Alternative input format (ARFF)
It is also possible to use a dataset encoded using the ARFF format as an alternative to the default dataset format. The specification of the ARFF format can be found here. Most features of the ARFF format are supported except that all attribute values are treated as nominal values. This is due to the design of ID3, which is only defined for handling nominal values. If numerical values are in the data, they will be treated as nominal values (strings). To load a file using the ARFF format, the following lines of code can be used in the example:
String datasetPath = fileToPath("weather-train.arff");
ARFFDataset dataset = new ARFFDataset(datasetPath, targetClassName);
Using these lines, the dataset weather-train.aff will be used, which contains the following content:
@relation weather.tennis
@attribute outlook {sunny,overcast,rainy}
@attribute temperature {hot,mild,cool}
@attribute humidity {high,normal}
@attribute windy {strong,weak}
@attribute play {yes,no}
@data
sunny,hot,high,weak,no
sunny,hot,high,strong,no
overcast,hot,high,weak,yes
rainy,mild,high,weak,yes
rainy,cool,normal,weak,yes
rainy,cool,normal,strong,no
overcast,cool,normal,strong,yes
sunny,mild,high,weak,no
sunny,cool,normal,weak,yes
rainy,mild,normal,weak,yes
sunny,mild,normal,strong,yes
This dataset defines 5 attributes and 11 records (note that it is slightly different from the file tennisExtended.txt in the above example).

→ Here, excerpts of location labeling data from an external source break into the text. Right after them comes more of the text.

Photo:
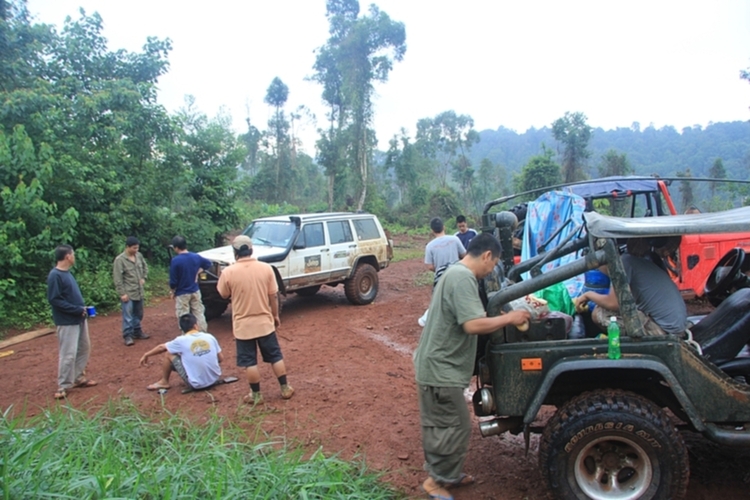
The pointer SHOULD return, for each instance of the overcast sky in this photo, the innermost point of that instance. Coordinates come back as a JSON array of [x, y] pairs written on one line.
[[516, 64]]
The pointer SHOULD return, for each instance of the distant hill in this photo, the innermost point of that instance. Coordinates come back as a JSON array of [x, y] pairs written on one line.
[[663, 151]]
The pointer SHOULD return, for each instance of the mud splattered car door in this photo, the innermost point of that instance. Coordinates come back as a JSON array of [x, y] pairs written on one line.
[[310, 259], [343, 247]]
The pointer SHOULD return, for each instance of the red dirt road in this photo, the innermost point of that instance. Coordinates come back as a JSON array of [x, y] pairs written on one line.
[[352, 370]]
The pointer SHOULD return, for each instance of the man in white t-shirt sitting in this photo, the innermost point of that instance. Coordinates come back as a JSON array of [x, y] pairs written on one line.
[[195, 355]]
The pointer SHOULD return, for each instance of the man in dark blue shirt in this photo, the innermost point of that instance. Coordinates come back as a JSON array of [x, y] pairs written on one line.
[[69, 314], [183, 276]]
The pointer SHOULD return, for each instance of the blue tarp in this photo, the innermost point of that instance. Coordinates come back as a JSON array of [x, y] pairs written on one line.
[[545, 216]]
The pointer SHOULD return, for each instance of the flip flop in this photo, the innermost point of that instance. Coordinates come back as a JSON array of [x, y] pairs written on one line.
[[84, 382], [464, 480], [436, 496]]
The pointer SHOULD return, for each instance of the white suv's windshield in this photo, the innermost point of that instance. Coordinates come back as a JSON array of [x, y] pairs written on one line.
[[270, 233]]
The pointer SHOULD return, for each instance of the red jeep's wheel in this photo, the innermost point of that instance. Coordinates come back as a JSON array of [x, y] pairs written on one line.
[[612, 444], [362, 287], [724, 276]]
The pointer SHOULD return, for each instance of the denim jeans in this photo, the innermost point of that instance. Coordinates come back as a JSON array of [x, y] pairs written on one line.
[[132, 314]]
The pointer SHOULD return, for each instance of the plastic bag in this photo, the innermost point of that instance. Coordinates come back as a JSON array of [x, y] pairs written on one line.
[[558, 298]]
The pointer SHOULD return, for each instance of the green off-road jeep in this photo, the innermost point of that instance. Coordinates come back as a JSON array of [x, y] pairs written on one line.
[[614, 434]]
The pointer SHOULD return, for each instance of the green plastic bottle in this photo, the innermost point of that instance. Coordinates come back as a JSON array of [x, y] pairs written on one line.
[[613, 342]]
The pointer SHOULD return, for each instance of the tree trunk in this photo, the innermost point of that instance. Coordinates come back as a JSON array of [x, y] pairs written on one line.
[[363, 169], [330, 192]]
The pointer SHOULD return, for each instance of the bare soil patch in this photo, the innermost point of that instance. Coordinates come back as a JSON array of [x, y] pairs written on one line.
[[352, 370]]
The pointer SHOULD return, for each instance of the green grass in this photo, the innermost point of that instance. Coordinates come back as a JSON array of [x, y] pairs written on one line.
[[407, 247], [118, 453]]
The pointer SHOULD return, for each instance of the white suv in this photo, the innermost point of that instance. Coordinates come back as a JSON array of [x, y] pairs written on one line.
[[307, 251]]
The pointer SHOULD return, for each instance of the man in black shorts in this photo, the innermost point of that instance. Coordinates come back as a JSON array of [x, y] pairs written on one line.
[[255, 316]]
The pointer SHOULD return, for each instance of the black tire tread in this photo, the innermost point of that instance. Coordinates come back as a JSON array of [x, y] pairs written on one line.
[[351, 285], [599, 401]]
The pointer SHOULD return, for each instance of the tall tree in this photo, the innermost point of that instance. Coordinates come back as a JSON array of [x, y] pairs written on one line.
[[276, 96], [717, 171], [360, 51], [541, 171], [447, 140], [686, 189], [613, 163], [574, 133]]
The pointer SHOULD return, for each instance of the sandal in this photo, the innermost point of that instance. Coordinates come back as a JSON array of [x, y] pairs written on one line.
[[464, 480], [84, 382]]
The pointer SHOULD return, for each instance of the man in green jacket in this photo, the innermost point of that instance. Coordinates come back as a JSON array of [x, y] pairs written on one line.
[[129, 274], [444, 364]]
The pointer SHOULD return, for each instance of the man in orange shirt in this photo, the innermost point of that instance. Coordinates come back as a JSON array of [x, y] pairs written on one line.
[[255, 316]]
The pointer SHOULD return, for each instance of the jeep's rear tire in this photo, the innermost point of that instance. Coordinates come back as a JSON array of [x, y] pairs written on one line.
[[362, 287], [613, 444], [309, 291], [214, 309]]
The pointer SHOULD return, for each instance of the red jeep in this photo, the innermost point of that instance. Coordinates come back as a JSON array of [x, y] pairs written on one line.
[[699, 254]]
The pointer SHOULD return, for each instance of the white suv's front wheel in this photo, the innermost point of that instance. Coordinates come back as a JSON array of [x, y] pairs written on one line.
[[362, 287]]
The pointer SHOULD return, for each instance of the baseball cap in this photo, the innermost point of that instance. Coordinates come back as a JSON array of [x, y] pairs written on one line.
[[242, 241]]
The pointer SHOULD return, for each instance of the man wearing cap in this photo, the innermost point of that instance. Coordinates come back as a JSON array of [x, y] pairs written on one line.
[[129, 274], [255, 316]]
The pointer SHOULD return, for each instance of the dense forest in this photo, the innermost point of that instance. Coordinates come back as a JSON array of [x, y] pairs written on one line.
[[88, 156], [663, 151]]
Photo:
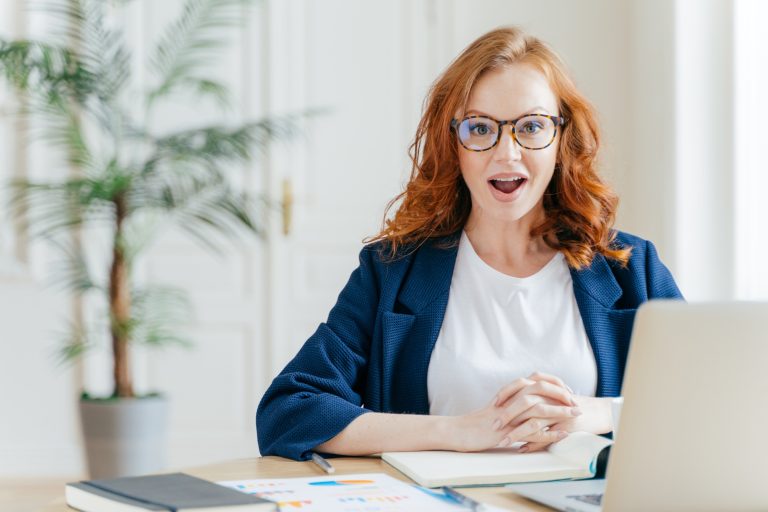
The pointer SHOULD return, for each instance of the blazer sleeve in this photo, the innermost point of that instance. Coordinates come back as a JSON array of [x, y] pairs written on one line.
[[660, 283], [320, 391]]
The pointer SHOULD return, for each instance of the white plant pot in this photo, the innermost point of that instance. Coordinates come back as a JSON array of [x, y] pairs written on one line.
[[124, 437]]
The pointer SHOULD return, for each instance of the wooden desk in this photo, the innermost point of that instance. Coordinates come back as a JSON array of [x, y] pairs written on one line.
[[276, 467]]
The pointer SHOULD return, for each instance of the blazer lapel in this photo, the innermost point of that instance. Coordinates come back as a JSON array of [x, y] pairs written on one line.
[[411, 331], [596, 291]]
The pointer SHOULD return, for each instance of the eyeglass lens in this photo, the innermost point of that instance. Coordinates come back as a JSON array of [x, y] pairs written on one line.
[[481, 133]]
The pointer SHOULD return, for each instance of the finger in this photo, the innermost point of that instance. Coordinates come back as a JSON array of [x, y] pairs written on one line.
[[550, 390], [520, 401], [552, 435], [545, 410], [510, 390], [533, 429], [533, 447], [537, 376]]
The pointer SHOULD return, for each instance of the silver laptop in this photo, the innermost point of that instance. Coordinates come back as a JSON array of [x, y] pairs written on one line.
[[694, 425]]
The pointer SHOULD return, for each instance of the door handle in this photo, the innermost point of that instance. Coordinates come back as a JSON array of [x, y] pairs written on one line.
[[287, 206]]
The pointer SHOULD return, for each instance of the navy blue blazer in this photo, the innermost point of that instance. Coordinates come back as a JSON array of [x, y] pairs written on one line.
[[373, 352]]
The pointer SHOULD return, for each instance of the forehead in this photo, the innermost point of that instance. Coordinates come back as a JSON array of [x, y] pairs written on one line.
[[511, 91]]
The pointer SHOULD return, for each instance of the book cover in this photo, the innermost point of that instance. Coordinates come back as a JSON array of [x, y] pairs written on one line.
[[171, 492], [572, 458]]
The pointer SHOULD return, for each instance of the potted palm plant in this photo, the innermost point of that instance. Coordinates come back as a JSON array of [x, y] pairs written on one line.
[[126, 181]]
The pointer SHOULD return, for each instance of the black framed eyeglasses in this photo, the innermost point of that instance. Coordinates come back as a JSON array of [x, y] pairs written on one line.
[[531, 131]]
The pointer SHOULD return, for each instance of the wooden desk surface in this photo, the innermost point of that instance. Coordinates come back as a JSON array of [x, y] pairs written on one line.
[[276, 467]]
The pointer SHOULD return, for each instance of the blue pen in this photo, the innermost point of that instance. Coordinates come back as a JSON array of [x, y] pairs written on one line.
[[463, 500]]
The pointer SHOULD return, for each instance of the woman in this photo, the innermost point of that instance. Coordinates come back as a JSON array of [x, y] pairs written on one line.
[[495, 307]]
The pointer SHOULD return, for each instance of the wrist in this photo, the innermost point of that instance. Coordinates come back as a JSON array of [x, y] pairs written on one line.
[[445, 433]]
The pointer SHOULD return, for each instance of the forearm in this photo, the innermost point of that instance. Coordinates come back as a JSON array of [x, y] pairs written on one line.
[[375, 432]]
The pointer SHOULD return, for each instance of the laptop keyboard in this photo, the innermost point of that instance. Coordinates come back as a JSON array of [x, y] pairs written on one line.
[[592, 499]]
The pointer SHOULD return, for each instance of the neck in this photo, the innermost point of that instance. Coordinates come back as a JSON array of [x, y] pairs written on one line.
[[508, 244]]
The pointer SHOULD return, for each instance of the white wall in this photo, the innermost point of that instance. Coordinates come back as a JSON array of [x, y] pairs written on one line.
[[622, 54]]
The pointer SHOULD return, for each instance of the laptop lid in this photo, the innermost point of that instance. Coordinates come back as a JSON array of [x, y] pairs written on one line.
[[694, 425]]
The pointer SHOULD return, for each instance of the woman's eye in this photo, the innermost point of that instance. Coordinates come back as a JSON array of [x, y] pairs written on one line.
[[531, 127], [480, 129]]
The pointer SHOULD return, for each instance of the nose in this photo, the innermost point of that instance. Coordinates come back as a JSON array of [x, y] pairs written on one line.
[[507, 149]]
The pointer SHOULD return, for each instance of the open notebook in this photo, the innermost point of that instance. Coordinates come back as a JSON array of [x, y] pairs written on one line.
[[572, 458]]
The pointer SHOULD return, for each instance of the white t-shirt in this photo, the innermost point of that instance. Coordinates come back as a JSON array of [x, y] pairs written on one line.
[[498, 328]]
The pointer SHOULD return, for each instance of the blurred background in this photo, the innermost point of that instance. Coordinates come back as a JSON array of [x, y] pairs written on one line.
[[678, 87]]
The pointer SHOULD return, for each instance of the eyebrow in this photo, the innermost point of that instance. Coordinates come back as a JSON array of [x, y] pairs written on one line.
[[530, 111]]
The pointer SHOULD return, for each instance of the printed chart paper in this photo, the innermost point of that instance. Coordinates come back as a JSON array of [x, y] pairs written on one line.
[[371, 492]]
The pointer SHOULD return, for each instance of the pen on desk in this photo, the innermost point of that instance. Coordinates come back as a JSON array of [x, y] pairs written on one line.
[[324, 464], [464, 500]]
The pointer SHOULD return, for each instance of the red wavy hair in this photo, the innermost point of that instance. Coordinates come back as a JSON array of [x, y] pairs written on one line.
[[579, 207]]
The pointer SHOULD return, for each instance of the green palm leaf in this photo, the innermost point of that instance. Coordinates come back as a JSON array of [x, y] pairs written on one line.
[[190, 44]]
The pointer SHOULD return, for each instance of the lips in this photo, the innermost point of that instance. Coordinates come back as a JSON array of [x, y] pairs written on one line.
[[507, 185]]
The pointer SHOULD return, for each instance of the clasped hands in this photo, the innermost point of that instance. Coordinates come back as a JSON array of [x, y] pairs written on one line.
[[537, 410]]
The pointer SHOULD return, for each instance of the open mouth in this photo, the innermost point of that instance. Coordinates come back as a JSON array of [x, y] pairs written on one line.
[[507, 185]]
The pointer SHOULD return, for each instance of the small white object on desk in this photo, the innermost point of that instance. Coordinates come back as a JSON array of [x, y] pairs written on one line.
[[324, 464]]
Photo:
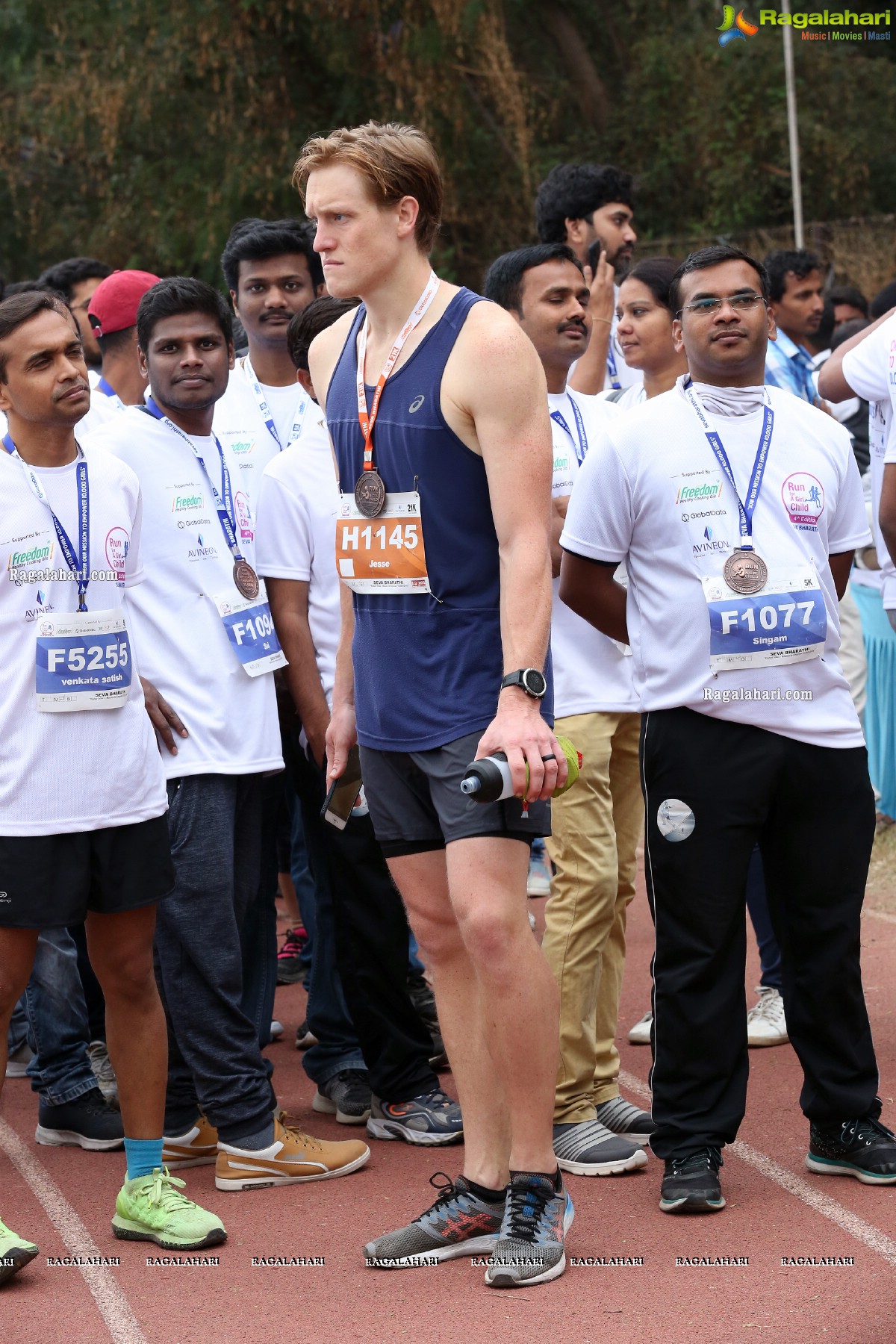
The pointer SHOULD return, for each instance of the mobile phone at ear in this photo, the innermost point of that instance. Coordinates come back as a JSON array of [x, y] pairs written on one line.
[[343, 793]]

Alternative input format (CSV)
It is also possible to load a dataset encoded in the CSV format as an alternative to the default format and ARFF format. The CSV format is a file where values and attribute values are separated by commas. To load a file encoded according to the CSV format, the following lines of code can be used in the example:
String datasetPath = fileToPath("tennisExtendedCSV.txt");
CSVDataset dataset = new CSVDataset(datasetPath, targetClassName);
Using these lines, the dataset tennisExtendedCSV.txt can be read, which contains the following content:
play,outlook,temp,humid,wind,day,moon
no,sunny,hot,high,weak,tuesday,full
no,sunny,hot,high,strong,tuesday,small
yes,overcast,hot,high,weak,tuesday,full
yes,rainy,mild,high,strong,tuesday,small
yes,rainy,cool,normal,weak,monday,full
no,rainy,cool,normal,strong,monday,small
yes,overcast,cool,normal,strong,monday,full
no,sunny,mild,high,weak,monday,small
yes,sunny,cool,normal,weak,monday,full
yes,rainy,mild,normal,weak,monday,small
yes,sunny,mild,normal,strong,friday,full
no,rainy,cool,normal,strong,friday,small
yes,overcast,cool,normal,strong,friday,full
no,sunny,mild,high,weak,friday,small
yes,sunny,cool,normal,weak,friday,full
yes,overcast,hot,high,weak,friday,small
yes,rainy,mild,high,strong,friday,full
yes,rainy,mild,normal,weak,friday,small
yes,sunny,mild,normal,strong,tuesday,full
The first line indicates the names of the attributes, each separated by a comma. Then each of the following lines is a record where attribute values are separated by commas. There are 19 records.